A level reform and the law of unintended consequences
This week The Perse took part in a local radio debate on exam reform. The politics of the reforms remains a favourite topic of the media, but – given that they are now only months away from implementation – students and their parents must get on with the tough task of working out how to avoid the inevitable associated pitfalls.
Nowhere is this truer than in choice of sixth form. The sixth form is the all-important final stretch of school education, when all the hard work of the previous thirteen years comes to fruition. There is much to accomplish in a relatively short time, and the stakes are high. Good choices, attitude and approach pave the way to opportunity at university and beyond; mistakes invariably lead to missed chances and hard decisions.
Before the days of modules, A levels used to be ‘linear’. The introduction of modular A levels in 2000 was designed to make the qualification more accessible, and to ensure that students who left at the end of Lower Sixth did so with a qualification (AS levels). Modularisation brought myriad unintended consequences, of course – some arguably bad, including grade inflation and reduced time for the extra-curricular activity that is so essential for balance – and some good. In particular, regular exams increased student and teacher accountability and meant that everybody in the classroom worked that bit harder.

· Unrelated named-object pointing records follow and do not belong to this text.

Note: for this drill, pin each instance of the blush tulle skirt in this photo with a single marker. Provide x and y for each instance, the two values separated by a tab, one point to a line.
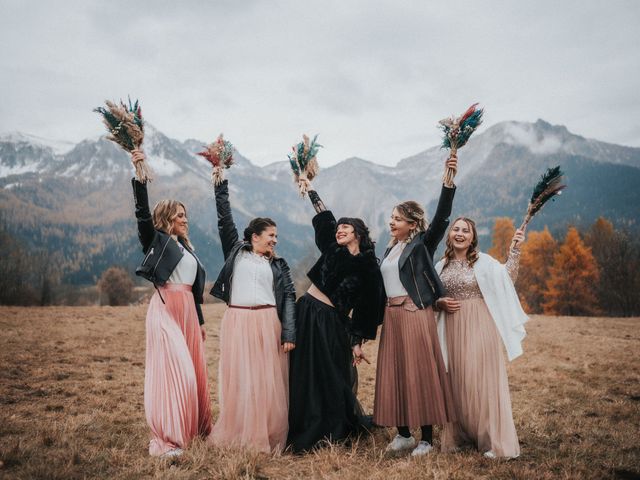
176	391
478	372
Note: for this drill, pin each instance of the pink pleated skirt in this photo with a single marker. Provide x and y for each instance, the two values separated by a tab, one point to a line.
253	382
480	384
176	392
412	385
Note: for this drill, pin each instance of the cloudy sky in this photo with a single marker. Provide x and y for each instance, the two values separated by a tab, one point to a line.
371	77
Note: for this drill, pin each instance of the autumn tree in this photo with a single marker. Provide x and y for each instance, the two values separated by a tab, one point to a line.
573	277
116	285
618	259
536	259
503	231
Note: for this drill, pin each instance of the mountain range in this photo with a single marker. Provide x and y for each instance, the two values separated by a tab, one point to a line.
74	201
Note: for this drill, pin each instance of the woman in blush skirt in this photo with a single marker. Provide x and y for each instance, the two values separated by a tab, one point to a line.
176	392
483	313
412	386
256	334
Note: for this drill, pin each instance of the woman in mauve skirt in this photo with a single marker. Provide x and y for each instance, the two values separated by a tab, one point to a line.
481	314
176	392
412	385
256	334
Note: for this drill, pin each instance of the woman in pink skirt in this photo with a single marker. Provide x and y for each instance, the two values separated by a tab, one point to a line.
483	313
176	393
412	386
256	334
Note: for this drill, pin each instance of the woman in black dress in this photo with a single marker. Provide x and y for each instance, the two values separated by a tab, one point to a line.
346	281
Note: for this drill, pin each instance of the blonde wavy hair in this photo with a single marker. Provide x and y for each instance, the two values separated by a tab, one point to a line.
164	213
413	212
472	252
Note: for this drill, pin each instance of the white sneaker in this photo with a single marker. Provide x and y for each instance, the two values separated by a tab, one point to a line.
401	443
422	449
176	452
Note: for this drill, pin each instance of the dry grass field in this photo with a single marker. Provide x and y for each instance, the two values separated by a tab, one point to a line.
71	406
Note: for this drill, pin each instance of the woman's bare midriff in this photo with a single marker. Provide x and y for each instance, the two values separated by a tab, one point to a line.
318	295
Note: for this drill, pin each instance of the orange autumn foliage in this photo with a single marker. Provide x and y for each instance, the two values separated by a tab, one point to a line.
535	261
571	286
503	231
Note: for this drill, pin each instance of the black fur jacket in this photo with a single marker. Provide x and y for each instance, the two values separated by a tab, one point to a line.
351	282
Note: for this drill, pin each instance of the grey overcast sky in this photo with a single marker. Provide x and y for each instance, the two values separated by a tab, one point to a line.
371	77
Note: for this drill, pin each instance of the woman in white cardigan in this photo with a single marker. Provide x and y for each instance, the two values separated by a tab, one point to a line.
480	314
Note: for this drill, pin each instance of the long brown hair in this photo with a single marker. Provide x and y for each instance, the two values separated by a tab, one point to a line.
472	252
412	212
164	213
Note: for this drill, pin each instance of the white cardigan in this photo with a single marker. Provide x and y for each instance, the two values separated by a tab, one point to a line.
502	301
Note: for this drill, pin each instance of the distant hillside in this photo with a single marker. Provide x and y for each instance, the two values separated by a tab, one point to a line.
75	202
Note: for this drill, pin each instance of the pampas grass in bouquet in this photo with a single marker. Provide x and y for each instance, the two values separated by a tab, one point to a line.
220	155
457	132
126	128
303	162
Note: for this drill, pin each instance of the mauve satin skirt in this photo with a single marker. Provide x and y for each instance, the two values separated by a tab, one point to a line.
176	392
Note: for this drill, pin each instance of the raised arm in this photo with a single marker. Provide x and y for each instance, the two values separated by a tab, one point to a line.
146	230
288	334
440	221
226	227
324	224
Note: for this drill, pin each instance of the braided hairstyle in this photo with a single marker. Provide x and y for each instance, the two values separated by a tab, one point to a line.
257	226
164	213
362	233
411	211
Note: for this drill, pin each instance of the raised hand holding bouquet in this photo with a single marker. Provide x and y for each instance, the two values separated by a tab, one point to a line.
304	163
126	128
220	155
457	132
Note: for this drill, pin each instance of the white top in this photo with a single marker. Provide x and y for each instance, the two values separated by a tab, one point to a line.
186	270
391	272
252	282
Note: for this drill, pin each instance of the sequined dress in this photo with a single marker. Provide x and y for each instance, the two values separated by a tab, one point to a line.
477	368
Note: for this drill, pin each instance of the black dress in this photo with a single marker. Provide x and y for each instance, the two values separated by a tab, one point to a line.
322	404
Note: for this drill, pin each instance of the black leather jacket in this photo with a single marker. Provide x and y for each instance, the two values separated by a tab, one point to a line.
283	287
417	273
162	252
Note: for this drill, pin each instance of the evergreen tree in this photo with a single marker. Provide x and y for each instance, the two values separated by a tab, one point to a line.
573	277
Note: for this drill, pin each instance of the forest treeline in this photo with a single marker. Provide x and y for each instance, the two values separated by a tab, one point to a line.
590	272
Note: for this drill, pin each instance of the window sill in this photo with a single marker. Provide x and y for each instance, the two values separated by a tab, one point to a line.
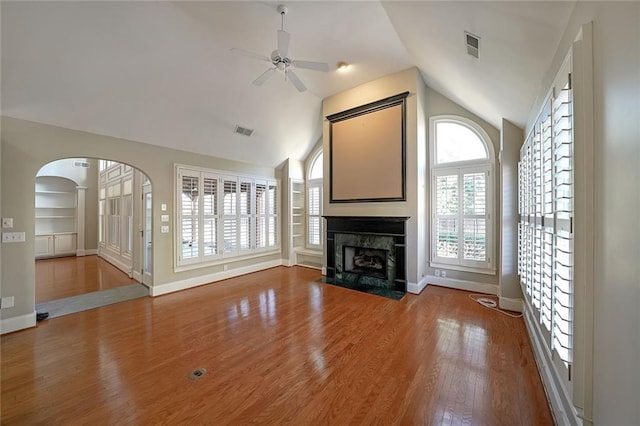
474	270
309	251
225	260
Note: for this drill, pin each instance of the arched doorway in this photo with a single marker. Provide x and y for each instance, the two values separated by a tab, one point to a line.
93	234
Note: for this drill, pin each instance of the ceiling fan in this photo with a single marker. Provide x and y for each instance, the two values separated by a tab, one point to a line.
280	60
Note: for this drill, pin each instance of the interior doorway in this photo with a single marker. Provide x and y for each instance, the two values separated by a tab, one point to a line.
89	213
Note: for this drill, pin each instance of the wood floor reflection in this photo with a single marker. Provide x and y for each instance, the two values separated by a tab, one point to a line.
279	347
71	276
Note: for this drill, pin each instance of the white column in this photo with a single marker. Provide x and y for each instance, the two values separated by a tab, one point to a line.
80	251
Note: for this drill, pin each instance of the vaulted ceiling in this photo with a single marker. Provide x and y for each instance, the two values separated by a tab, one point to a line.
163	72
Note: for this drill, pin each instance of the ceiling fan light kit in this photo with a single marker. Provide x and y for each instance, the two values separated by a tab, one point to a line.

The government’s decision to return to exams only at the end of the two year A level course – that is, linear A levels – is driven by a desire to replace piecemeal assessment with a measure of whole subject understanding. There is some debate over whether this is the right approach for all subjects, but broadly it is a noble aspiration; whether or not it is achieved remains to be seen. While we await the results of this latest government educational experiment, the student subjects of it and their parents will need to make very careful decisions about where to study.
Post-reform, there will only be one bite at the examination cherry. Gone are the days when a disappointing grade could be rectified by resitting one module paper. Instead, students will need to take a year out and sit the whole qualification again. The quality of sixth form education has probably never been more important. This puts a premium on the calibre of teachers, and on their ability to meet each student’s needs. In an ideal world, sixth form classes should be much smaller than their GCSE equivalents so that staff can provide the differentiated teaching and support needed for students to succeed at this more demanding level.
Strong pastoral support at this age strikes a good balance between allowing students to develop the independence needed for study at university and supporting them to ensure they stay sufficiently on-track to get there. Without regular module exams to keep students focused, those who have yet to develop the necessary self-discipline may struggle. This was a common problem with the old linear A levels; some students meandered their way through the first four terms hoping that a late burst of study in the Upper Sixth would put things right. For some, it worked; others found out too late that it led only to disappointing results, missed university offers and a nerve-wracking experience in the clearing process.
We also must not underestimate the pastoral stresses caused by the return to linearity. Generations of students brought up on a diet of modular learning and ‘bite size’ assessment will suddenly have to sit all-or-nothing terminal exams. For some this will be an alien and anxious experience. When we last had linear exams, three Bs would get a student into most good universities. Not so today, when the same universities are asking for A and A* grades. The pressure on students to achieve in the Upper Sixth A level exams will be immense, and this pressure will need careful pastoral management by experienced tutors who really know their tutees and have sufficient quality time to support their needs.
There is considerable evidence of a good correlation between AS modules and eventual degree performance; thus, top universities use AS exam results as a selection tool. Without this data they will need to rely either on GCSE results and A level predicted grades, or introduce new admissions tests to be sat in the autumn of the Upper Sixth. GCSE does not reliably discriminate well at the top end, while a 2013 government study found that only 42% of A level predicted grades were accurate – and that is before the volatility in grades of newly reformed exams. In recent years there has been a growth in the number of admissions tests for competitive courses like medicine and law; this trend seems set to continue. It becomes increasingly important for sixth forms to have well-resourced university advice and preparation programmes.
No doubt reform will be a hot topic at sixth form open evenings this autumn. Students and their parents will be well-advised to ask searching questions of the schools and colleges they are considering.